While no specific injuries were linked to this conduct, given the size and weight of the board and the extinguisher, as well as the speed and force with which Palmer threw them, the objects were capable of inflicting serious bodily harm.
Palmer was arrested in Florida on March 17 and is expected to be sentenced on December 17 at 12:30 p.m. a dangerous weapon. A federal district court judge will determine any sentence after considering US sentencing guidelines and other statutory factors.
The case is being pursued by the United States Attorney’s Office for the District of Columbia and the Counter-Terrorism Section of the National Security Division of the Department of Justice. Valuable assistance was provided by the United States Attorney’s Office for the Central District of Florida.

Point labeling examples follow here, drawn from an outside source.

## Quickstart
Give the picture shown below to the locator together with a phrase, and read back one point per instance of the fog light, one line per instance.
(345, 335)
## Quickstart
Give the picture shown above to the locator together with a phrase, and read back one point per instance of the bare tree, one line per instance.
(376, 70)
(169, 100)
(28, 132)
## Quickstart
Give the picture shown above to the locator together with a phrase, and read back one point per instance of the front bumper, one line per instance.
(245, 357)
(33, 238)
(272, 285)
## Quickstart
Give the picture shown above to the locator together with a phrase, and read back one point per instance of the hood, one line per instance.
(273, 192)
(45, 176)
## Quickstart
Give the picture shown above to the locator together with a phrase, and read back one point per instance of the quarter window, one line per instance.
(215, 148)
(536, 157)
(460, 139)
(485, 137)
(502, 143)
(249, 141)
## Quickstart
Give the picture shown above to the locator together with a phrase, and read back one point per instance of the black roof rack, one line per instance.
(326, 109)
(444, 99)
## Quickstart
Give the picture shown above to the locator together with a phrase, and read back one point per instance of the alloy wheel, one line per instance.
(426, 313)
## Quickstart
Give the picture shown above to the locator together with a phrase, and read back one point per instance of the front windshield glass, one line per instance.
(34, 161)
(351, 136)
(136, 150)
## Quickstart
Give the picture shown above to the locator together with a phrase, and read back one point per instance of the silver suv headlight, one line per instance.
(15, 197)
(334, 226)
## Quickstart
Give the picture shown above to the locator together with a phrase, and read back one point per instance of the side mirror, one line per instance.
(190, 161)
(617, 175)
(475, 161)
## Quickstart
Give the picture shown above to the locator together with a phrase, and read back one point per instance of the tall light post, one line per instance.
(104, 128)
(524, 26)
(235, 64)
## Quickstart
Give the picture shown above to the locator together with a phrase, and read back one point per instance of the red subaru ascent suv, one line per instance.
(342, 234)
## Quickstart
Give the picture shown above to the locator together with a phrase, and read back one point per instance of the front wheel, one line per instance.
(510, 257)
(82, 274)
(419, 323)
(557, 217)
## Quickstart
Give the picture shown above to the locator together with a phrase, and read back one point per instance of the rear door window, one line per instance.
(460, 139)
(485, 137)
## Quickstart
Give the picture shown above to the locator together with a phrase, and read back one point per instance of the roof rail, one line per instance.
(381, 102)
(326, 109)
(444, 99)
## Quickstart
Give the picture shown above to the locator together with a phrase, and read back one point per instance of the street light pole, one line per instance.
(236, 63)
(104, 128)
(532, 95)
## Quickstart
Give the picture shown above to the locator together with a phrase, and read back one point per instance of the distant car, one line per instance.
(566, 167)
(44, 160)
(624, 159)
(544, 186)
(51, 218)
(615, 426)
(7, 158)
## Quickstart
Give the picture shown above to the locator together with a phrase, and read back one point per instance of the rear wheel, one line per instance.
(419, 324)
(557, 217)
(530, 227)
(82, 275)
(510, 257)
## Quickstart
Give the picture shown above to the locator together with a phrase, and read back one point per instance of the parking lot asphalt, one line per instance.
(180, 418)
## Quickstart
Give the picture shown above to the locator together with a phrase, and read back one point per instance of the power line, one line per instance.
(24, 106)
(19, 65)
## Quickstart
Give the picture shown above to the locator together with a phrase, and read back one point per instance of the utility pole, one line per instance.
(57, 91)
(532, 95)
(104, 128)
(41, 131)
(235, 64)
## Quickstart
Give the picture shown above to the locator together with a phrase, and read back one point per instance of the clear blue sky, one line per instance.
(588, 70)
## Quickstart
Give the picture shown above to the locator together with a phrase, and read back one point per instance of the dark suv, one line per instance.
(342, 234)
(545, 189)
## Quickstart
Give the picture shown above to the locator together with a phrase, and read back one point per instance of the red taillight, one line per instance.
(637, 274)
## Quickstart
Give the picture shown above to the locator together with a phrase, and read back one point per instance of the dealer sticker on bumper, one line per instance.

The case is currently under investigation by the FBI’s field offices in Tampa and Washington, with assistance from the United States Capitol Police and the Washington, DC Metropolitan Police Department. The FBI’s Washington Field Office identified Palmer as No. 246 in his news search photos.
In the eight months since Jan. 6, more than 600 people have been arrested in nearly all 50 states for crimes related to the violation of the United States Capitol, including at least 185 people accused of assaulting or d ‘hinder law enforcement. The investigation remains ongoing.
Anyone with tips can call 1-800-CALL-FBI (800-225-5324) or visit tips.fbi.gov.
The charges contained in any criminal complaint or indictment are allegations. The defendant is presumed innocent unless and until his guilt has been proven beyond a reasonable doubt by a court.